Keywords: machine learning, clinical trial, explainable AI

In an era of ever-increasing amounts of patient data measured in interventional clinical trials, combined with a need for precision medicine therapies, clinical statistics as well is shifting towards greater appreciation and accommodation for the true biological complexity of human beings and patients as such. This system complexity is characterized by higher-order interactions and potentially non-linear and non-monotonous associations between essentially every system component such as treatment, baseline characteristics, demography, lab-data, medical history, concomitant medications and many more. To accommodate for such complexity, to quantify it and to enable insights regarding the manifold characteristics that may determine patient-specific treatment benefit, machine learning (ML) based methodology is most suited.
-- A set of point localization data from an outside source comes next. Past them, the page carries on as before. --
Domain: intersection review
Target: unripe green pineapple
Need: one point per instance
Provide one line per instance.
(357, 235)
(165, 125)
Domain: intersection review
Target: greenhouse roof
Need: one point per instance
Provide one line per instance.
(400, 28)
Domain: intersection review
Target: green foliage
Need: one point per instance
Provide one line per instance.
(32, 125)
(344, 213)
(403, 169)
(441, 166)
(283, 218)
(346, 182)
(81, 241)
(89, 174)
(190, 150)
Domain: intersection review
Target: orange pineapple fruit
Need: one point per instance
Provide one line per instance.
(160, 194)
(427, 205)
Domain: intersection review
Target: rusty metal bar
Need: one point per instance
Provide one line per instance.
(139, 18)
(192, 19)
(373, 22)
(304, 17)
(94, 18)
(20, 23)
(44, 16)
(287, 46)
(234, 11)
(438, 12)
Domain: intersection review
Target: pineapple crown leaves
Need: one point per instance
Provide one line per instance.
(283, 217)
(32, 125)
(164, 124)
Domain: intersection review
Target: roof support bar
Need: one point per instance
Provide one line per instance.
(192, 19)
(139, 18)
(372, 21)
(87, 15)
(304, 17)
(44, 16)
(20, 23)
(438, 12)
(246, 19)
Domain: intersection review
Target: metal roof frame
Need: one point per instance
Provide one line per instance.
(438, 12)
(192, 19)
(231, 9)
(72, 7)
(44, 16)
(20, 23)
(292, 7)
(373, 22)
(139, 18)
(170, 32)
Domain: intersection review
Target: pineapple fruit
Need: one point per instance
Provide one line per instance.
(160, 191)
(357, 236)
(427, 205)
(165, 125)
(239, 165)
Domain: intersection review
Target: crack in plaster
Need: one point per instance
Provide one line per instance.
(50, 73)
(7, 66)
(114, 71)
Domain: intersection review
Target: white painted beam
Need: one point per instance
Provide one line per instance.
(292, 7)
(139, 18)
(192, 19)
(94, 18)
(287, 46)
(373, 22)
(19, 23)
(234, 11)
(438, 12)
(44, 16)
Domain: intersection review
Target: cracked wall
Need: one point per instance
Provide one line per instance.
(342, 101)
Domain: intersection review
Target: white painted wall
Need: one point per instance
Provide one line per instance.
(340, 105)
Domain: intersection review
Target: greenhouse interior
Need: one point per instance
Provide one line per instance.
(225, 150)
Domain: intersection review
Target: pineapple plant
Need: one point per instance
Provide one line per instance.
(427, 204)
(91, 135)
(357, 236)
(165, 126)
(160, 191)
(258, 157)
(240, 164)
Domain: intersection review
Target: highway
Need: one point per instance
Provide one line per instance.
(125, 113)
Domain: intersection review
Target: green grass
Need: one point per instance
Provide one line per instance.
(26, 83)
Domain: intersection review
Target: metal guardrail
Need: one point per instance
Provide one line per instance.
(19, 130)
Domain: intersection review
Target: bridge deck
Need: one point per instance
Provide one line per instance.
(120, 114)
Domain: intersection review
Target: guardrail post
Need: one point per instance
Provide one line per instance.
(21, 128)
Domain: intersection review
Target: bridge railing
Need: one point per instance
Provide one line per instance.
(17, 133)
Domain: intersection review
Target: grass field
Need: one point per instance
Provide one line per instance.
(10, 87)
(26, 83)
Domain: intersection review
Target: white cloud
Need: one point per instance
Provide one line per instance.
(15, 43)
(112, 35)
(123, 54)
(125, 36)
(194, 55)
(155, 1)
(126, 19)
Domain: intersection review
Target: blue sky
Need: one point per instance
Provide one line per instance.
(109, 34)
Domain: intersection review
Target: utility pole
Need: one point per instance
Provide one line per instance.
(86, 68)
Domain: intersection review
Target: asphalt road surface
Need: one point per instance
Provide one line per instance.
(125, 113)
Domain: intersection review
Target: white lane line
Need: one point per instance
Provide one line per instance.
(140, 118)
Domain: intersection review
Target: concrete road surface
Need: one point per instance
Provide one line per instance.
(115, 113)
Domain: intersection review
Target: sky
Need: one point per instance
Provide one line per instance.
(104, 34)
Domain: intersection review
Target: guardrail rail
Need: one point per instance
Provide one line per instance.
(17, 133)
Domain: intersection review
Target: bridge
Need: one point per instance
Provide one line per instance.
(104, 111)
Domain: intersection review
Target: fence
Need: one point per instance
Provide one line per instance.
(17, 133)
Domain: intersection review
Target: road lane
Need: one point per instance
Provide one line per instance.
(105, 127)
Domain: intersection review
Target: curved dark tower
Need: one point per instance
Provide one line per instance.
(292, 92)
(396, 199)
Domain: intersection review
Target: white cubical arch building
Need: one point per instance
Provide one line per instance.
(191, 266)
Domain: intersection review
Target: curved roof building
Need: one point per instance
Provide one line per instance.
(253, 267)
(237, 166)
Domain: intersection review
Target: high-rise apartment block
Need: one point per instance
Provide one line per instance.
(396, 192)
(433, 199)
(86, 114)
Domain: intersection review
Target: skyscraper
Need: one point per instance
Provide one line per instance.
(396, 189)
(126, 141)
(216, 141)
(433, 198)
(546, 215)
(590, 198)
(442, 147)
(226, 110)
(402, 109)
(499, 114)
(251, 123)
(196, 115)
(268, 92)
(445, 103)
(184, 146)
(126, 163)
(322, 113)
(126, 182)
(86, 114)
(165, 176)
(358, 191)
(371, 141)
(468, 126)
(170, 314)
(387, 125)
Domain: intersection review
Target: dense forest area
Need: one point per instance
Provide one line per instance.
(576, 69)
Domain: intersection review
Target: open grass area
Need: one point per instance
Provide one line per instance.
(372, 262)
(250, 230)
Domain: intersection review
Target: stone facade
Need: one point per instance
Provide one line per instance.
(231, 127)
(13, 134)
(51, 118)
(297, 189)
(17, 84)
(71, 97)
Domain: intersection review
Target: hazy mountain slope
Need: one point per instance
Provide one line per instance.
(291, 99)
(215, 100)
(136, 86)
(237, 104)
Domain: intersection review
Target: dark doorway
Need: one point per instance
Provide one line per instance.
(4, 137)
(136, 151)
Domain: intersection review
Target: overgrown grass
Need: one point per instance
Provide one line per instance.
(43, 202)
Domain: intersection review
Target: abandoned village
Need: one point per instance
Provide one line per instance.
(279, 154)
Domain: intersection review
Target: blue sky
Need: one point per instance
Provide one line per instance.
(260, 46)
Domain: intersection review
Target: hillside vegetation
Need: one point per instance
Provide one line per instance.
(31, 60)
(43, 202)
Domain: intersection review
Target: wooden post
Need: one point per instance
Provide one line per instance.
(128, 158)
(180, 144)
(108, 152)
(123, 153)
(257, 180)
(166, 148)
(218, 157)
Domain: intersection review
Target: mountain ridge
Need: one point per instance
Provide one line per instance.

Yet, modelling complexity always comes with a trade-off pertaining to results interpretability. Ameliorating this, recent years have seen a tremendous development of methods coined “explainable artificial intelligence” (XAI) and are now at a level that make ML results amenable to life scientists and physicians as key decision makers in drug development. At Bayer AG Clinical Development we have developed an industrialized software solution to efficiently compute complex ML models trained with literally all data collected in specific late phase trials. By using XAI were able to detect, explain and interpret said highly complex patient prognostic and treatment-modifying characteristics retrospectively in a growing number of phIII trials and were successful in communicating this type of supportive evidence internally. We propose that such ML based analyses results of late phase interventional trials may become valuable supportive evidence in (more personalized) drug development both for decision making within a company as well as for discussion with regulators and the academic community.